Voting in an uncertain age: staying safe and feeling counted

October 29, 2020

Like all things 2020, in-person voting will be different this year. Never before have U.S. voters navigated a pandemic and the potentially disruptive forces of a heated and divided political climate. While early and mail-in voting have reached unprecedented levels, many will show up at polling locations to cast ballots in the traditional way on Election Day or in the days leading up to it in places that offer early in-person voting. Polling places have expanded to include sports arenas like the Galen Center at USC and other first-time voting centers like the Soto 1 building on the Health Sciences Campus in Boyle Heights. Both are open for voters from Friday, Oct. 30 through Election Day. USC experts can talk about the best ways to protect your health, safety and security when voting in person.

Contact: Ron Mackovich, or (213) 740-2215

Reducing health risks at the polls

“First, it’s important to realize that every time you leave your home, you have reconciled yourself to the fact you are taking some risk, especially as we have recently seen an upward trend in COVID-19 cases across much of the country. For this reason, if you or someone you live with is at greater risk of severe complications from COVID-19, consider mailing in your vote.

“However, if you decide to drop off a ballot or vote in person, you need to promise yourself you will be disciplined about taking all known precautious to mitigate this risk. Here are your tools: 1) a three-layered face mask that fits snugly around your nose and mouth; 2) glasses or preferably a face shield in addition to the mask because new research is showing we can contract the coronavirus through our eyes; 3) hand sanitizer to use after touching any common surfaces or objects; and 4) your own pen, as necessary.

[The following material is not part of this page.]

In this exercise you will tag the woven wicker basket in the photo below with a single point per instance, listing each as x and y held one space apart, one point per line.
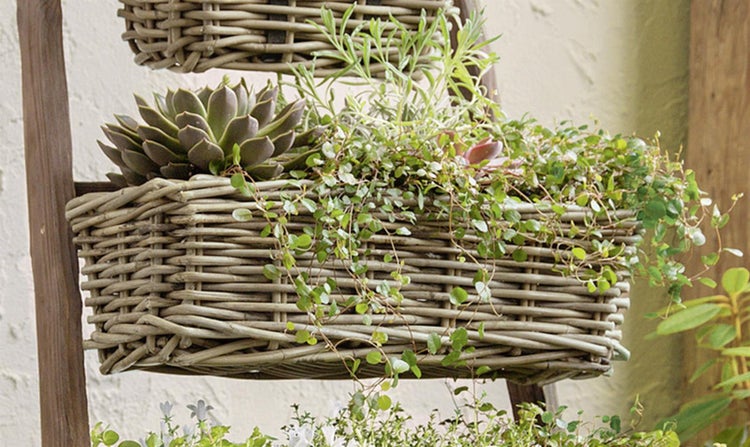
252 35
176 285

“You will also want to try to stay outdoors as much as possible because your risk of catching the coronavirus is 19 times lower when you are outside. Make sure to practice physical distancing and try to time your voting when the polls in your community are typically less crowded. There is no one magic bullet for protecting yourself against COVID-19 — it is a combination of several imperfect measures that, together, offer you enough protection so you can stay safe while performing your civic duty.”

Neha Nanda, MD, is the medical director of infection prevention and antimicrobial stewardship for Keck Medicine of USC.

Contact: Alison Rainey, or (626) 390-1640


What to do if you feel intimidated or see interference

If an alleged ‘poll watcher’ tries to impede someone at the voting booth:

• Tell him/her to kindly step out of the way.
• Take his/her picture with a cell phone.
• Call the FBI.

FBI Civil Rights Division staff will be available by phone to receive complaints related to ballot access at (202) 307-2767 or toll-free at (800) 253-3931.

Erroll Southers is director of the Safe Communities Institute at the USC Price School of Public Policy.



Tracking participation in real time

“Knowing which communities have high or low voter participation leading up to the election can be critical to getting out the vote, especially in the midst of the current COVID-19 pandemic. Digital tools that help us understand where turnout is low or high can help communities plan last-minute outreach to voters, while making the entire process more transparent.”

Mindy Romero, Ph.D., is director of Center for Inclusive Democracy at the USC Price School of Public Policy. The center has developed two web-based applications for the 2020 election to help election officials and voting advocates plan election-related decision-making and outreach.



Higher turnout, more in-person voting

“Voters are by and large aware that voting this year isn’t going to be the way that it normally is.

“When we ask people how they are going to vote, we get a much higher percentage than usual who say they are going to vote by mail. We also see large partisan divisions, with Republicans far likelier than Democrats to say they will vote in person and on election day rather than early. It’s going to be higher overall. The pandemic and its effect on voting methods injects uncertainty into projections of turnout. But I don’t have any strong reason yet to worry that it will have profound effects unless the election winds up being a good deal closer than polls currently suggest.”

Morris Levy is an assistant professor of political science at the USC Dornsife College of Letters, Arts, and Sciences.



Extra caution for older adults

Covid-19 presents new challenges for those planning to vote in-person, particularly for at-risk older adults. But we can take measures to lower our risk while at the polls:

  • Keep your distance. Many polling places have placed markers where people should stand while waiting and voting.
  • Wear a mask. This is especially important while you are inside and particularly if you are waiting indoors for a period of time.
  • Wash your hands. After voting use hand sanitizer and wash your hands as soon as you get home.

Jennifer Ailshire is an assistant a professor at the USC Davis School of Gerontology.